The characteristics of communication between different people and groups depend on the extent to which the subjects of interaction have a pressing need for social contacts. The need to be involved, to belong and to interact developed in the process of phylogenesis, the socio-historical development of humanity.

Interestingly, satisfying the need for social contact supposedly led to the birth of such a wonderful feeling as joy. Joy is still the leading motive that motivates people to interact with each other.

Features of communication that can bring pleasure and joy are its humanity and democracy. Rude, disrespectful interaction, ignoring and manipulation are immoral and do not fit into the principles of communication that usually guide a cultured person.


  • self-esteem;
  • respect for the interlocutor, recognition of his rights and interests;
  • tolerance, tolerance;
  • justice, honesty;
  • unbiased attitude towards people.

What creates the desire to communicate?

People are eager to communicate, you can call it a banal desire, but a more correct term is a need.

So, with a high probability we can say that in children communication is an innate need.
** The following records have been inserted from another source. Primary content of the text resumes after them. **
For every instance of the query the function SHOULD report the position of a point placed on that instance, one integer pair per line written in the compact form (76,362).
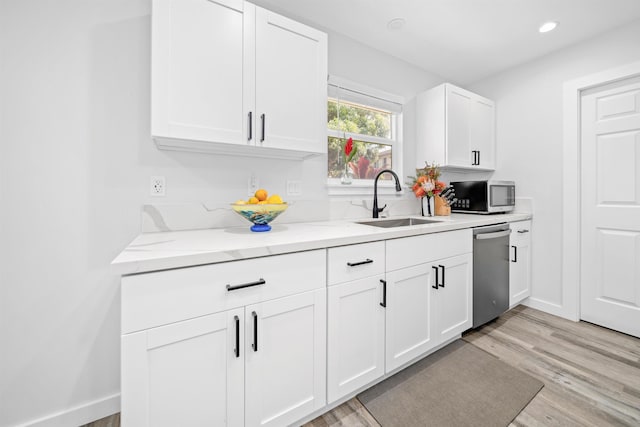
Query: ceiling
(462,40)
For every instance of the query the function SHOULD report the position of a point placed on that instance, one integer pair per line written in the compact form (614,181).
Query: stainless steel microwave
(484,197)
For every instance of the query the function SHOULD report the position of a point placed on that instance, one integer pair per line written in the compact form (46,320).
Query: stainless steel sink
(399,222)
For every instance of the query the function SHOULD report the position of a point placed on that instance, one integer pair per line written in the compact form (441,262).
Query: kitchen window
(373,119)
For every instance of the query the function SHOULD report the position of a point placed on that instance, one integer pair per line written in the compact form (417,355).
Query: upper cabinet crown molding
(232,78)
(455,129)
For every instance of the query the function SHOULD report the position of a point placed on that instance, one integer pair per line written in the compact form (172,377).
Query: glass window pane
(360,119)
(370,158)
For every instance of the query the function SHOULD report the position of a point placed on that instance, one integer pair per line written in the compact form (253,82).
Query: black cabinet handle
(237,349)
(435,286)
(353,264)
(246,285)
(384,293)
(255,331)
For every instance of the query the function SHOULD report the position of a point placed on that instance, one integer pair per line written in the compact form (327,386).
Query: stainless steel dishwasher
(490,272)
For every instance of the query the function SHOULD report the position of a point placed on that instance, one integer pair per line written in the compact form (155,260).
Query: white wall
(75,162)
(529,133)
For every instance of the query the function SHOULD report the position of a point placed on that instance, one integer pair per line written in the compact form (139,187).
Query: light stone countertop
(176,249)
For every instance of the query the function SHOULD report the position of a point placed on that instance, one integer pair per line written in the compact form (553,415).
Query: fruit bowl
(259,214)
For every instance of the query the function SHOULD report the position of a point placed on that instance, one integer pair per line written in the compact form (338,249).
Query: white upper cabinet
(232,78)
(291,84)
(455,129)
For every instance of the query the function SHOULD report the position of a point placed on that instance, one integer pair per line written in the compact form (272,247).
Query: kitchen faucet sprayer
(376,211)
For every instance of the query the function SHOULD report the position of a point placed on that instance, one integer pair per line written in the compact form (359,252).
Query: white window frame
(360,94)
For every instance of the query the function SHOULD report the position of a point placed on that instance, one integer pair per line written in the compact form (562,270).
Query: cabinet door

It is formed under the influence of the activity exhibited by adults present nearby, and often occurs around two months.

But teenagers are convinced that they experience an irresistible desire to communicate. They are also convinced that they can do this as much as they see fit. This is why most teenagers protest against adults' attempts to control their need to spend time with friends, and therefore to have friendly conversations. At this stage, we should not forget about the basic functions of communication, which play a role in the formulation of communication skills.

In adults, the need for communication is also quite strong. Many men and women, having less contact with someone than they themselves want, begin to plunge into negativity.

The importance of communication in ontogenesis

In ontogenesis (individual human development), the role and characteristics of communication are no less important than in phylogenesis. The development of an individual is impossible without interaction with other people.

Newborn babies, not knowing how to speak, already react to the voice and affection of an adult, and later begin to smile back at him. Later, the so-called revitalization complex appears - the first form of interaction of a new person with his own kind.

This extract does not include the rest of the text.